It is positive that the Bank of England is excluding coal from its purchases, under its Corporate Bond Purchase Scheme , but it raises the question of why they are not also doing the same for oil companies like Shell and BP, -who it appears will remain eligible just as long as they disclose climate risks and targets.
The exclusion of Scope 3 emissions from its assessment of companies’ emissions is also a major gap in the Bank’s current plans.
The Bank of England’s approach to oil and gas should be guided by the International Energy Agency, who call for no new fossil fuel projects beyond this year to meet net zero by 2050.
Rather than taking them on their word, the Bank should act to exclude the worst polluters now – it can still incentivise companies to change by leaving the door open for inclusion once they have transformed their business models in line with net zero.
The Bank of England still thinks it can ‘incentivise’ fossil fuel companies to change course with its relatively small holdings of corporate bonds.

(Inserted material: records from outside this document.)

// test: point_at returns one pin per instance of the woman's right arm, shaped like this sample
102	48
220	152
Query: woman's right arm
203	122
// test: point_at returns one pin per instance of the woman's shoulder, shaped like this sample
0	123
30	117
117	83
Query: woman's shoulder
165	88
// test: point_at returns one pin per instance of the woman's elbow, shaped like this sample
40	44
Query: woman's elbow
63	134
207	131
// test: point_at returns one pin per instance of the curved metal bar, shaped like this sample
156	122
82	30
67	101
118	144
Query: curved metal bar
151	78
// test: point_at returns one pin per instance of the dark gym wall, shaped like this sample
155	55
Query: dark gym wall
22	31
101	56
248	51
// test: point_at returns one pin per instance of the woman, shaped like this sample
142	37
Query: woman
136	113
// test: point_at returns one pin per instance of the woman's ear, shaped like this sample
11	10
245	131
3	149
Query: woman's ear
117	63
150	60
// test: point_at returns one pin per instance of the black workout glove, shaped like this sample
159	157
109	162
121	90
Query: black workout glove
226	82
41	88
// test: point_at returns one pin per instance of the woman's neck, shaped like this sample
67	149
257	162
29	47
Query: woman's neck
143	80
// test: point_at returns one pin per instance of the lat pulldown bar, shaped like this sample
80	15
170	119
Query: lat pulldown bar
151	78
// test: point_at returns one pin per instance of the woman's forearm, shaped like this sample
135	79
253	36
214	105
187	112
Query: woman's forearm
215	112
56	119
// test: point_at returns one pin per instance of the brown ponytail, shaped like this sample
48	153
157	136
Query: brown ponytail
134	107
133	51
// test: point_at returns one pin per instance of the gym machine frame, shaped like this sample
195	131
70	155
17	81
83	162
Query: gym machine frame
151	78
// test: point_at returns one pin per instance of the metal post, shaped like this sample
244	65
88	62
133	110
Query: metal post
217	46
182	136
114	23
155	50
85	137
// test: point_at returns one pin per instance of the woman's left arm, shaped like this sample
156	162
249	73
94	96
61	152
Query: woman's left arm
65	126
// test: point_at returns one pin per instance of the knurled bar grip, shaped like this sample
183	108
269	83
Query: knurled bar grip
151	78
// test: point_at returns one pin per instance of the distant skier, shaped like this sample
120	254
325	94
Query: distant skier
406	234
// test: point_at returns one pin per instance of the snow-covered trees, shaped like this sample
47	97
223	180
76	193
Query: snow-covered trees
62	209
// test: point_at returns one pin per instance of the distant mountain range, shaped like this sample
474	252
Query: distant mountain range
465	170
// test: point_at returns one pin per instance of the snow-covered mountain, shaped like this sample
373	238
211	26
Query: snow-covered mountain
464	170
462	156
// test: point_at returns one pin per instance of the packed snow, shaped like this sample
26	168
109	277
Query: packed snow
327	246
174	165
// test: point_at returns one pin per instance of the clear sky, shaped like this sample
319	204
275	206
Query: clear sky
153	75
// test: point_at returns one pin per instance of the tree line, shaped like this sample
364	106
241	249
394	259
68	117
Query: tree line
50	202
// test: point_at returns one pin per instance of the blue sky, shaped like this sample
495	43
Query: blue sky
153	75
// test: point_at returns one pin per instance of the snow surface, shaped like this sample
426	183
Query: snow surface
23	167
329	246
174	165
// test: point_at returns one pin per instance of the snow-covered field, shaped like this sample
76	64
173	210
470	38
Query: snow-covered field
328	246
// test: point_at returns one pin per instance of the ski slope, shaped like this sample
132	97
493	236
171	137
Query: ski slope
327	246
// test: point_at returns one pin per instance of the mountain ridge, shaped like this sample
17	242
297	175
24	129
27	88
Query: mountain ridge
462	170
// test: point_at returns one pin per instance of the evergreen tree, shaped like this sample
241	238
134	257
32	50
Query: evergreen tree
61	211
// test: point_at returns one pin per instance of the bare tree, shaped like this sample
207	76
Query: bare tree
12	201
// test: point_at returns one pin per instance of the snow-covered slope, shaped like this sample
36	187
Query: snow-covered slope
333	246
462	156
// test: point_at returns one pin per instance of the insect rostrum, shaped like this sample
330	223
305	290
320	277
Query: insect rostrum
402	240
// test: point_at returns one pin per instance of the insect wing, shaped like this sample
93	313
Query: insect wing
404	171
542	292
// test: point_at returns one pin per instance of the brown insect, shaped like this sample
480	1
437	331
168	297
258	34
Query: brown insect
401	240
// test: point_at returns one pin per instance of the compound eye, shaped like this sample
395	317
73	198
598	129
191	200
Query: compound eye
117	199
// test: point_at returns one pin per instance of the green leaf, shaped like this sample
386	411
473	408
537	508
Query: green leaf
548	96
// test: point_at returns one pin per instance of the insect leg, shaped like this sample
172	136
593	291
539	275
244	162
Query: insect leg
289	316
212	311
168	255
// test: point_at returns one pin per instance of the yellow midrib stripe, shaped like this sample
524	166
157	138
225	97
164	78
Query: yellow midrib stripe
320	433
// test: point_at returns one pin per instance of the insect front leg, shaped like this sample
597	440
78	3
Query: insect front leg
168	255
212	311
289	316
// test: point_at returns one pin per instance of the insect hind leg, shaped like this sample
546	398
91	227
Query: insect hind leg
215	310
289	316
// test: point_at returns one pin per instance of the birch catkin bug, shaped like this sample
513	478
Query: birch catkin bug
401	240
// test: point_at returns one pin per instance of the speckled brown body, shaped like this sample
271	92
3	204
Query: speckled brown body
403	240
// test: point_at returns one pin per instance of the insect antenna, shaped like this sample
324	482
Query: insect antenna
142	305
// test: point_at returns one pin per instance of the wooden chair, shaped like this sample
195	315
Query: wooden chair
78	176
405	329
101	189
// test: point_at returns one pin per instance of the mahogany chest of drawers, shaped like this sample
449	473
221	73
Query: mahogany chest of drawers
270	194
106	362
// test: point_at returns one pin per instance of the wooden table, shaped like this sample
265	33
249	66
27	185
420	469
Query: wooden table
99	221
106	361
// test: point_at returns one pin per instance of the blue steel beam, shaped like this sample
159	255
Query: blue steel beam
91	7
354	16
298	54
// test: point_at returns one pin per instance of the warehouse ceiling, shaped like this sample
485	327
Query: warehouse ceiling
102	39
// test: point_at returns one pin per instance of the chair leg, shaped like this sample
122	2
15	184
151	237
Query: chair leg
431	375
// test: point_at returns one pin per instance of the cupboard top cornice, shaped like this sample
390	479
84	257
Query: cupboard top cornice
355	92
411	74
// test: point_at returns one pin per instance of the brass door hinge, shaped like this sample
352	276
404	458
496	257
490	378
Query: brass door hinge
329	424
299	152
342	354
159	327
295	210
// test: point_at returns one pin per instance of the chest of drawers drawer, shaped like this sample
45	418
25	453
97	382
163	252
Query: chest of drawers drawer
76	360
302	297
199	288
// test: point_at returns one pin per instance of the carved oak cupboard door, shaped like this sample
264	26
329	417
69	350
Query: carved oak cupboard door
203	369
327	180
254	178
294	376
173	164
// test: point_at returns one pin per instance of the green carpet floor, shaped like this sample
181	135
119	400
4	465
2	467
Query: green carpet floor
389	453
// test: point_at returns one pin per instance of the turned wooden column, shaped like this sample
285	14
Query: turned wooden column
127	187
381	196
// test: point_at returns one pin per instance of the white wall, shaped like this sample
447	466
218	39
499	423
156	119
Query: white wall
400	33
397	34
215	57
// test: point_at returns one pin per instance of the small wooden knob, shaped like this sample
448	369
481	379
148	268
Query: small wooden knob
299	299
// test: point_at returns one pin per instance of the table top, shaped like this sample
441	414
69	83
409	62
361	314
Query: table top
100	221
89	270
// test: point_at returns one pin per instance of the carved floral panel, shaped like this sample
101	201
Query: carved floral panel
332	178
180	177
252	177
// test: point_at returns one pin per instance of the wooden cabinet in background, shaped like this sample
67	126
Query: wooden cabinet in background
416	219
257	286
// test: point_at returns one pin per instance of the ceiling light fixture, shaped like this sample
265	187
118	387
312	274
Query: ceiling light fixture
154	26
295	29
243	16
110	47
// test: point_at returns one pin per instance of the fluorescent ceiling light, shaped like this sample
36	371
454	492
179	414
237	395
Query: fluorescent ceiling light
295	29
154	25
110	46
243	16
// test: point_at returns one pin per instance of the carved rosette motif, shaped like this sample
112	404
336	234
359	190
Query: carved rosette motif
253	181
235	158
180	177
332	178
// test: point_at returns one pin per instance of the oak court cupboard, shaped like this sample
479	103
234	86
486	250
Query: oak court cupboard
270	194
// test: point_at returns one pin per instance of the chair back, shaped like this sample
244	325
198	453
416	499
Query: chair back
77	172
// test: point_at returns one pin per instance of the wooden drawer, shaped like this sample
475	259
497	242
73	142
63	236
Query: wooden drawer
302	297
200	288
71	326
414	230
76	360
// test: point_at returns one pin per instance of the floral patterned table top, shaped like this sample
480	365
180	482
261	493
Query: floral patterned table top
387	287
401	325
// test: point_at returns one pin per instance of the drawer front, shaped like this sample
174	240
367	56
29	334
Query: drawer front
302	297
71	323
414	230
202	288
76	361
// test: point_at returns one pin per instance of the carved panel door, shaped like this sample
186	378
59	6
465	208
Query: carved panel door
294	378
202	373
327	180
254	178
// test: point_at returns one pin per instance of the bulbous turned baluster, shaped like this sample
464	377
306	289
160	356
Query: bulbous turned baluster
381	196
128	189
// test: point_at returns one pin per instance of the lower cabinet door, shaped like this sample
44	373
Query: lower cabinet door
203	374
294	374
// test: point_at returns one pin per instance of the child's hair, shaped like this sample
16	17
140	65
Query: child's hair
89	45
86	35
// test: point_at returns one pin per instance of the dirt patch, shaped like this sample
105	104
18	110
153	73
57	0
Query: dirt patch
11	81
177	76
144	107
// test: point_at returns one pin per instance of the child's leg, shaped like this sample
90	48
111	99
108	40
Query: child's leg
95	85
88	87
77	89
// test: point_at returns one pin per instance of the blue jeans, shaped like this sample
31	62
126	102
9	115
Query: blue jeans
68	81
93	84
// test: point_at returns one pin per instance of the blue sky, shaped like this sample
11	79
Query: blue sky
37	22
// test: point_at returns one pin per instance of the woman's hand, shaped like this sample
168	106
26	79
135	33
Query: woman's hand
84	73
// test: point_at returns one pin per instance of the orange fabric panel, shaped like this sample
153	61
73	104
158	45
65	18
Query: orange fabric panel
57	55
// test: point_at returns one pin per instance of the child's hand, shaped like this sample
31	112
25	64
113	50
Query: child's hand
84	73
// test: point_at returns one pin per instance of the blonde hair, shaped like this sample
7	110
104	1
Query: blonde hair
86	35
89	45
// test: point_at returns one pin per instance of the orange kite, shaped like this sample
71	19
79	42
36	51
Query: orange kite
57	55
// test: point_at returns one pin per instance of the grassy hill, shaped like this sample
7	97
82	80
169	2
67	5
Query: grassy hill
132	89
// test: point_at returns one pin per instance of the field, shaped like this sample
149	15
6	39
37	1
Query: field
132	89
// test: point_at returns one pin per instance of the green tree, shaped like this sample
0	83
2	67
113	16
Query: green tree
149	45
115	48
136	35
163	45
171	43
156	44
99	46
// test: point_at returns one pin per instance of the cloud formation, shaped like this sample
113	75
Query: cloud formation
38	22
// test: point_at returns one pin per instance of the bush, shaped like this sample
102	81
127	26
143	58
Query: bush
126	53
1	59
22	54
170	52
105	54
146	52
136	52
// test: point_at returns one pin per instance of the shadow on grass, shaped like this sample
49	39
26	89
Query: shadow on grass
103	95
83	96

The Bank will have a much stronger impact in guiding markets to net zero if it leads by example, and proactively excludes from its portfolio companies deriving revenue from further expansion and exploration of fossil fuels.
The Bank must also not hesitate to use the full range of its other monetary policy operations, as well as its financial policies such as capital requirements, to play its part in keeping us within 1.5C of global warming.